From: Udo Diekmann <udo456_at_yahoo.com>
Date: 20 Feb 2003 12:42:57 -0800
Message-ID: <5757f268.0302201242.39bdbd7@posting.google.com>


JusungYang_at_yahoo.com (Jusung Yang) wrote in message news:<130ba93a.0302192205.5e192c08_at_posting.google.com>...
> Well, I may ask you where you heard that from. Analytical functions
> provide "windowing" capability that is either difficult or impossible
> to achieve with regular SQL. I would suggest that you read up on the
> ORACLE DOC and see what it is all about. With analytical functions you
> can calculate aggregates, such as SUM, in many different ways. You can
> even massage it so that it gives you the same output as your regular
> aggregate SQLs. But it really serves no purpose.
>
> - Jusung Yang

Where I got it from was Tom Kyte's Expert One on One. He has a whole chapter devoted to analytic functions, and his main point from very his first example is:

"You get the same exact answer from both queries, but what a difference these [analytic] functions can make.
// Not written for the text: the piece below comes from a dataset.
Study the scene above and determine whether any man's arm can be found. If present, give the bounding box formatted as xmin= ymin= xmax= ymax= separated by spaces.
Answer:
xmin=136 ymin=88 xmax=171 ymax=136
The run time is man times longer [with the standard query] and the number of logical I/Os is increased by many orders of magnitude. The analytical functions processed the resultset using significantly fewer resources and an astoundingly reduced amount of time [>90% execution improvement in his example]."

So this piqued my curiosity and thus the question about performance.

Thanks for the help and translation, the same analytic query provided improved performance in my own case (> 1.2M rows) by 25%.

I wonder if anyone has any knowledge of caching and analytic queries. It does seem that the amount of time to re-execute the analytic query is quite fixed (no noticable subsequent improvement), whereas repeated standard queries seem to show evidence of caching (substantial improvement).